When AI comes for digital privacy
For most of us who are not excruciatingly paying attention to our digital footprint, it has always been possible to learn a horrible amount of information about us, where we live, where we shop, our daily lives, and the people we are talking about. But it requires an extraordinary amount of work.
Most of the time, we enjoy what is known as security through ambiguity. It's hardly worth a large number of people studying my movements enthusiastically just to learn where I went on vacation. Even the most authoritarian surveillance situations like Stasi-era East Digmany were limited by talent in what they could track.
However, AI creates tasks that previously required serious effort from large teams to trivial teams. And that means there are far fewer hints to nail someone's place and life.
It was already a case that Google basically knew everything about me, but I really didn't mind (probably satisfied). Because what Google can do with that information is providing me with advertising. Now that level of information about me may be available to anyone, including those with much more malignant intentions.
Also, Google has incentives that don't have any major privacy-related incidents, but users get mad at them, and regulators have a lot of business to investigate them and lose. (If they were more concerned about public opinion, they should have a significantly different business model, as the public kind hates AI.)
Be careful to tell Chatgpt
Therefore, AI has a major impact on privacy. These were only hammered when humanity recently reported that they had discovered that there was a proper prompt and that AI was placed in a scenario where they were asked to participate in drug data fraud). This cannot occur with AI used in chat windows. This requires you to set up your AI, especially with an independent email sending tool. Nonetheless, users responded to fear. Even if you do that in the same situation as humans, there is something fundamentally wary about AI that communicates with authorities.
Some people took this as a reason to avoid Claude. However, it's pretty much clearer that it wasn't just Claude. Users quickly generated the same behavior as other models such as Openai's O3 and Grok. We live in a world where AIS knows everything about us, and in some circumstances, we even call our cops.

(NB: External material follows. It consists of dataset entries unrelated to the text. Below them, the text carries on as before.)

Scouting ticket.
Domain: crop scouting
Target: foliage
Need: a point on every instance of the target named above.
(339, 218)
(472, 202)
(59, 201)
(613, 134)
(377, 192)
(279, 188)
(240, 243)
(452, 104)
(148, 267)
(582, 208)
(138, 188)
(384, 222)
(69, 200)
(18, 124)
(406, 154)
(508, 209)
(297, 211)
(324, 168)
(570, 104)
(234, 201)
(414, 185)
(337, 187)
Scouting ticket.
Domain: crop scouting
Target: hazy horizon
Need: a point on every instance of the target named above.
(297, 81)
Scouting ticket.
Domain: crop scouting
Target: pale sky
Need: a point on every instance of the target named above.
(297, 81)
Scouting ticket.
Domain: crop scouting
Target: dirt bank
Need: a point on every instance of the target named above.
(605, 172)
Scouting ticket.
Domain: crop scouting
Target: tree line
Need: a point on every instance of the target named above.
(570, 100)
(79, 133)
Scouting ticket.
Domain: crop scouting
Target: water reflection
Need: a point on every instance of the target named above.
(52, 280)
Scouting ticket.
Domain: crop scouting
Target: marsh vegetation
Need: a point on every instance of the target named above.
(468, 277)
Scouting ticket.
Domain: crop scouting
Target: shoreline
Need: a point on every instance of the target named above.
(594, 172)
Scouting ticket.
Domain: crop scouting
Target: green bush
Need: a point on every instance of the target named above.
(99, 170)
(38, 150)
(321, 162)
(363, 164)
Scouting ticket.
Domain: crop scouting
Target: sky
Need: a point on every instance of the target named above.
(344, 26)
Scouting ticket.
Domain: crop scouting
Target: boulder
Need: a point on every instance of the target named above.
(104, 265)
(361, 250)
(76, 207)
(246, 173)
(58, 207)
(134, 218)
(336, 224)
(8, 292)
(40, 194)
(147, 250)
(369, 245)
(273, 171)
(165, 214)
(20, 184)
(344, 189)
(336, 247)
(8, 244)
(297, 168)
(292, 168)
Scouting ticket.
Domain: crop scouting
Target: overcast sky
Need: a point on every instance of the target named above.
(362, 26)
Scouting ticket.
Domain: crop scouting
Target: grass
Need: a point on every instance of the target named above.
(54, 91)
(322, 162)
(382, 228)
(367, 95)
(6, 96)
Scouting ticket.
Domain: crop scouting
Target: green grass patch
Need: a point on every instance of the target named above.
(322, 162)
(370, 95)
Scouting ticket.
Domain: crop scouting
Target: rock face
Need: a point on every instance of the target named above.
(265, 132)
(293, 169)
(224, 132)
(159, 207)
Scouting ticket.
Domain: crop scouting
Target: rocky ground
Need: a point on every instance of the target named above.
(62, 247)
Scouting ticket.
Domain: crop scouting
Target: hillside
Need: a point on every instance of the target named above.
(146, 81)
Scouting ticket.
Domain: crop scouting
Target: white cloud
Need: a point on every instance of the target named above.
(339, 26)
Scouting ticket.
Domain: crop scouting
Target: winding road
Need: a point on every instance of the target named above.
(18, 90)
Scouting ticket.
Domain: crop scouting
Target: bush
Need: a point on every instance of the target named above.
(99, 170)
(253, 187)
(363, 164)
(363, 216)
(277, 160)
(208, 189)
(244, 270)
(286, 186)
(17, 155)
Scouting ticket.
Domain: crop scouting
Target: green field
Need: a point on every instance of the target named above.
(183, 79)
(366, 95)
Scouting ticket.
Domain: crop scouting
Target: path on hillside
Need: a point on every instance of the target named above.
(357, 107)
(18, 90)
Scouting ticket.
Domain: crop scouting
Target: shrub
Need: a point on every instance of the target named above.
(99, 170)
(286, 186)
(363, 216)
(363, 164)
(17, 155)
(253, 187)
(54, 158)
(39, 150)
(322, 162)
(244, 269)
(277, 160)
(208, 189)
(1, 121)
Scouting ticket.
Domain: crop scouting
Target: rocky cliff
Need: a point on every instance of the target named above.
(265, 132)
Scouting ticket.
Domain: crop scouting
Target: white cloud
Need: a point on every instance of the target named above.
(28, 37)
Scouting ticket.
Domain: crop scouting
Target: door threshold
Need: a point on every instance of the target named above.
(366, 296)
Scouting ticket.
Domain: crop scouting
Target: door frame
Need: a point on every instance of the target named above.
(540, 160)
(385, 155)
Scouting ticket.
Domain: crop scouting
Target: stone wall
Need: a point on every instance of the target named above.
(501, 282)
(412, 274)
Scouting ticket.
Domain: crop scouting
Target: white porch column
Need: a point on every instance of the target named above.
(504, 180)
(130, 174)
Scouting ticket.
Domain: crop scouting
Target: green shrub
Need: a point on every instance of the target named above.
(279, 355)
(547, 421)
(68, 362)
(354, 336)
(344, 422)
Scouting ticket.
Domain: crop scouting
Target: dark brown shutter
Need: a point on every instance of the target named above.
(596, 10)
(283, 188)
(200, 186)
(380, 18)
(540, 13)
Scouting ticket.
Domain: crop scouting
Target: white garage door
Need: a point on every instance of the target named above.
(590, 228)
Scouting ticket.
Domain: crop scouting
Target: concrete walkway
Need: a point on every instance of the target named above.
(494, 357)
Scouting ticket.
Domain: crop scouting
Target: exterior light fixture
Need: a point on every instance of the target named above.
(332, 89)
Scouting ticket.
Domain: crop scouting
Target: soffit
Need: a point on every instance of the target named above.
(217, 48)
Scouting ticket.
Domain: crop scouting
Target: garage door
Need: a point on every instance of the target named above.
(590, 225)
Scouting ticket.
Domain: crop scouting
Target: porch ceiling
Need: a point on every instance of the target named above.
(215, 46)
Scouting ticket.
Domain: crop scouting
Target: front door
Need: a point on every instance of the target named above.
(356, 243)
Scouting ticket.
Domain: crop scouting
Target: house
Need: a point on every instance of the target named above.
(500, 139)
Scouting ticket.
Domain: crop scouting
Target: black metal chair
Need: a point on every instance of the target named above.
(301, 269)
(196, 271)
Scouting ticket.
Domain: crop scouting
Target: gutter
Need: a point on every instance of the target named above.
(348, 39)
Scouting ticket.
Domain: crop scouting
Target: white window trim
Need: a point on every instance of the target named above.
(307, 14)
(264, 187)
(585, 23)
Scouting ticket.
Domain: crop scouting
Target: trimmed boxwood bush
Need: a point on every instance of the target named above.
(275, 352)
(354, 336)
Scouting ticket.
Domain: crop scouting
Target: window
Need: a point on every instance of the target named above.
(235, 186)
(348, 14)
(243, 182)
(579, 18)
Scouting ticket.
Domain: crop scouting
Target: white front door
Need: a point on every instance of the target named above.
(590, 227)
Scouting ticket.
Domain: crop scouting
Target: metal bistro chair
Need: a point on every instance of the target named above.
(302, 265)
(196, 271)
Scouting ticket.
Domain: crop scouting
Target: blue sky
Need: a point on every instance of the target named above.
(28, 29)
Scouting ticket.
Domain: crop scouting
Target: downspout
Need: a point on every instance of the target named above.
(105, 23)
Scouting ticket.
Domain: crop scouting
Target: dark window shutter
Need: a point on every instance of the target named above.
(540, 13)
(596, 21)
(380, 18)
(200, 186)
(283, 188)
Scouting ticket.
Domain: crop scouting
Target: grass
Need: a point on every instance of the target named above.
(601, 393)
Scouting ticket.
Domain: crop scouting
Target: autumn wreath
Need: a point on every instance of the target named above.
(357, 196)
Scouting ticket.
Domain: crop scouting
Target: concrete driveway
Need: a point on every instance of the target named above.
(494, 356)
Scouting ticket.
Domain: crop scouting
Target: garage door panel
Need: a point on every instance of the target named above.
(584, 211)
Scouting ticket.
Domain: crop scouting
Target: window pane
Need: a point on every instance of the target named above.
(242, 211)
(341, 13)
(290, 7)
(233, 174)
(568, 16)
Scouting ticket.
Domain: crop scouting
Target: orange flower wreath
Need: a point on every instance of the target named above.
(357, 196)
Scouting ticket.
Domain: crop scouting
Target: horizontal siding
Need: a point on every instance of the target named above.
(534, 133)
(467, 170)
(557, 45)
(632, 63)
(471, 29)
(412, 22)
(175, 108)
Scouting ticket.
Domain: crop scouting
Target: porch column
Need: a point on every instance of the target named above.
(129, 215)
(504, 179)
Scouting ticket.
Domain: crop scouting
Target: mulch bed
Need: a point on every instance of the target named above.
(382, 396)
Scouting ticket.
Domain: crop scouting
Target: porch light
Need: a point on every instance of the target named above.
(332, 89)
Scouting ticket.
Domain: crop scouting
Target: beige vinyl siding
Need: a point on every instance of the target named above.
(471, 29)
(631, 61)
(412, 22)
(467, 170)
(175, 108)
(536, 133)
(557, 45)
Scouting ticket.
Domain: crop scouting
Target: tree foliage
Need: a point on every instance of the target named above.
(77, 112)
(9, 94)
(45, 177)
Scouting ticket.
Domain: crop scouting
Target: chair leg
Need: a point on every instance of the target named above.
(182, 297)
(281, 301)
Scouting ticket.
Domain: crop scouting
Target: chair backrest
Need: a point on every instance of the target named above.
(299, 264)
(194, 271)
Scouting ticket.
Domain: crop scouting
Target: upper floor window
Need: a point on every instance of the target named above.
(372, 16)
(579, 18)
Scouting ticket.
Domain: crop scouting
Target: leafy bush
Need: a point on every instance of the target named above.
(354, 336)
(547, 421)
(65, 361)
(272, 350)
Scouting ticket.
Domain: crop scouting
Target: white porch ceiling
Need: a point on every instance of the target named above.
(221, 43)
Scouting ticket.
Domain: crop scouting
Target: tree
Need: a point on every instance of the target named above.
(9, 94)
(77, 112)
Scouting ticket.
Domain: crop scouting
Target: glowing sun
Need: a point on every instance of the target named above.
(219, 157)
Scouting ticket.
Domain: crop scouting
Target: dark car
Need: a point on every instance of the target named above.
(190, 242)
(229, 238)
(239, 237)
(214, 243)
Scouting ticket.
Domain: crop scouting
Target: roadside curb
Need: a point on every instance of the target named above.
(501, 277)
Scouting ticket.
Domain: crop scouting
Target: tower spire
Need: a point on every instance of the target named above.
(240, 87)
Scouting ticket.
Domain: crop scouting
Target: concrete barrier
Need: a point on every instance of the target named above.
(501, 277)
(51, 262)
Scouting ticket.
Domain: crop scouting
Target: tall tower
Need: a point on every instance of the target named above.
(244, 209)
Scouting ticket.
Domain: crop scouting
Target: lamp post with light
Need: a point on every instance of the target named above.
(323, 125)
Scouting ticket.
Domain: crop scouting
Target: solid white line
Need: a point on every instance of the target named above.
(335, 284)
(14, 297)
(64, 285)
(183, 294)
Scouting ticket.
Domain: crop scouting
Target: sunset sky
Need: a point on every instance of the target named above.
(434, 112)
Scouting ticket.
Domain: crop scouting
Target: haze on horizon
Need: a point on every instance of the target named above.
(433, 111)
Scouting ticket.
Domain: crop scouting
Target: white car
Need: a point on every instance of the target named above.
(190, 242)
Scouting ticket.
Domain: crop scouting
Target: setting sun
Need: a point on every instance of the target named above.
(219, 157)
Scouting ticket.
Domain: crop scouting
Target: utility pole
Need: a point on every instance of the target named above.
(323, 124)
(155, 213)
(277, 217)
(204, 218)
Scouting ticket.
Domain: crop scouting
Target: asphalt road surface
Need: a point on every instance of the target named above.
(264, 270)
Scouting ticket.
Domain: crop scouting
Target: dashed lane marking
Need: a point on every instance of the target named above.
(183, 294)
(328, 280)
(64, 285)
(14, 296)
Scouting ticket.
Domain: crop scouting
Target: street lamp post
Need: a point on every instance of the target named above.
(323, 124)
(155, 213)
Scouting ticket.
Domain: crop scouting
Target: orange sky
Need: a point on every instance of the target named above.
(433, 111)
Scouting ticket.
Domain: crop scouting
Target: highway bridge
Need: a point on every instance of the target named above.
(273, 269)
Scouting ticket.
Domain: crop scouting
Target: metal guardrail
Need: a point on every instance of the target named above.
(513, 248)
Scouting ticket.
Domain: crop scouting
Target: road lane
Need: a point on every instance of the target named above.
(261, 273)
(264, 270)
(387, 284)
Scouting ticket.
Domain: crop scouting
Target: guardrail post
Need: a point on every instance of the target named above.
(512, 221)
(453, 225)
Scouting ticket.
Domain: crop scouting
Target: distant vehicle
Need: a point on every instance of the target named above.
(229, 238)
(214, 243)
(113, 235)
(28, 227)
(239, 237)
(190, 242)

For now, it seems likely they will do that in extreme situations enough. However, scenarios like “AI threaten to report you to the government unless you follow that direction” no longer look like sci-fi, like the inevitable headlines later this year or ahead.
What should I do about that? Old advice from digital privacy advocates – be thoughtful about what you post and don't allow anything you don't need – is still good, but it seems fundamentally inadequate. No one will resolve this at the level of individual behavior.
Among other transparency and testing requirements, New York is considering laws that regulate AI that act independently when humans act “reckless” or “negligent.” Whether you like the exact approach of New York or not, it is clear that our existing laws are insufficient for this strange new world. Keep an eye out for your vacation photos and you will tell your chatbot until you get a better plan!